The current generation of AI is a long way from the intelligent machines of 
science fiction. Prediction does not get us HAL from 2001: A Space Odyssey, 
Skynet from The Terminator, or C3PO from Star Wars. If modern AI is just 
prediction, then why is there so much fuss? The reason is because prediction is 
such a foundational input. You might not realize it, but predictions are 
everywhere. Our businesses and our personal lives are riddled with predictions. 
Often our predictions are hidden as inputs into decision making. Better 
prediction means better information, which means better decision making. 
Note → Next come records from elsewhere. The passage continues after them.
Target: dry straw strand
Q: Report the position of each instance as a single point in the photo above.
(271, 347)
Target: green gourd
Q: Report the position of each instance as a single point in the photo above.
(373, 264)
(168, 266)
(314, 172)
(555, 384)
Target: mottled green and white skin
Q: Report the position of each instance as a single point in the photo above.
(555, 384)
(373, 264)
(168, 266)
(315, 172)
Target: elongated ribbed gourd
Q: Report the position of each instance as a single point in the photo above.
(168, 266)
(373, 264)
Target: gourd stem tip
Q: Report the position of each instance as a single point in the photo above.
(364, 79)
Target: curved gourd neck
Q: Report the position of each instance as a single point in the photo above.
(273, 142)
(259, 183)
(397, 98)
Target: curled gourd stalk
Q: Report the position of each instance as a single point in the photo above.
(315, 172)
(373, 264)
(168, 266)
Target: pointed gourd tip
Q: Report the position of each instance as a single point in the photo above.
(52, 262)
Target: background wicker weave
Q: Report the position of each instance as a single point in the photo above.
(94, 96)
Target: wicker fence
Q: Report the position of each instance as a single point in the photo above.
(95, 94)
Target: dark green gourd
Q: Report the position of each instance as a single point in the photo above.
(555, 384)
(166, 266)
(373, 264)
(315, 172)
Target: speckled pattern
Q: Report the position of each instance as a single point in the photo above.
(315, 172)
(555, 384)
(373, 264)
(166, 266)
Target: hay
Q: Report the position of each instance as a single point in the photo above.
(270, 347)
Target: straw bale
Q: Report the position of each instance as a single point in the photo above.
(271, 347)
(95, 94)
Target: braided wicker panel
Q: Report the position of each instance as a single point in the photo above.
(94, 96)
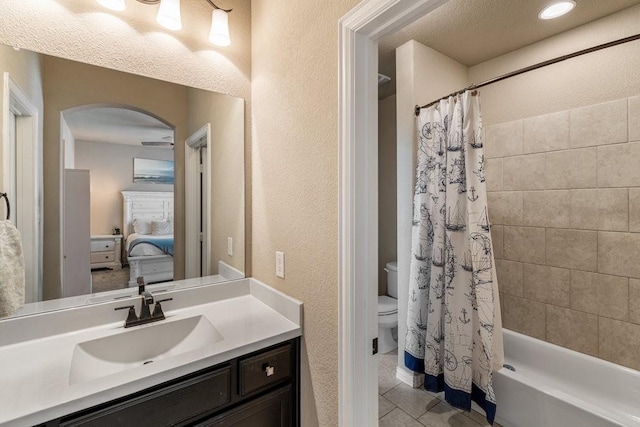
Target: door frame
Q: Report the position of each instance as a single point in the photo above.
(192, 147)
(27, 200)
(360, 30)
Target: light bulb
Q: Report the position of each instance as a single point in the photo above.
(169, 14)
(220, 28)
(556, 9)
(113, 4)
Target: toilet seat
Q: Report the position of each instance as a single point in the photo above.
(387, 305)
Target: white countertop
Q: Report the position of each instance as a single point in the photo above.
(36, 351)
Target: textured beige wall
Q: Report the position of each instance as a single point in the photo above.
(111, 171)
(295, 170)
(69, 84)
(25, 69)
(132, 41)
(387, 182)
(226, 115)
(562, 174)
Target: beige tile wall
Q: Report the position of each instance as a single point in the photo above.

Prediction is “intelligence” in the espionage sense of “obtaining of useful 
information.” 10 Machine prediction is artificially generated useful information. 
Intelligence matters. Better predictions lead to better outcomes, as we illustrated 
with the fraud-detection example. As the cost of prediction continues to fall, we 
are discovering its usefulness for a remarkably broad range of additional 
activities and, in the process, enabling all sorts of things, like machine language 
translation, that were previously unimaginable. 


KEY POINTS 


• Prediction is the process of filling in missing information. Prediction takes 










information you have, often called “data,” and uses it to generate 
information you don’t have. In addition to generating information about the 
future, prediction can generate information about the present and the past. 
This happens when prediction classifies credit card transactions as 
fraudulent, a tumor in an image as malignant, or whether a person holding 
an iPhone is the owner. 

The impact of small improvements in prediction accuracy can be deceptive. 
For example, an improvement from 85 percent to 90 percent accuracy 
seems more than twice as large as from 98 percent to 99.9 percent (an 
increase of 5 percentage points compared to 2). However, the former 
improvement means that mistakes fall by one-third, whereas the latter 
means mistakes fall by a factor of twenty. In some settings, mistakes falling 
by a factor of twenty is transformational. 

The seemingly mundane process of filling in missing information can make 
prediction machines seem magical. This has already happened as machines 
see (object recognition), navigate (driverless cars), and translate.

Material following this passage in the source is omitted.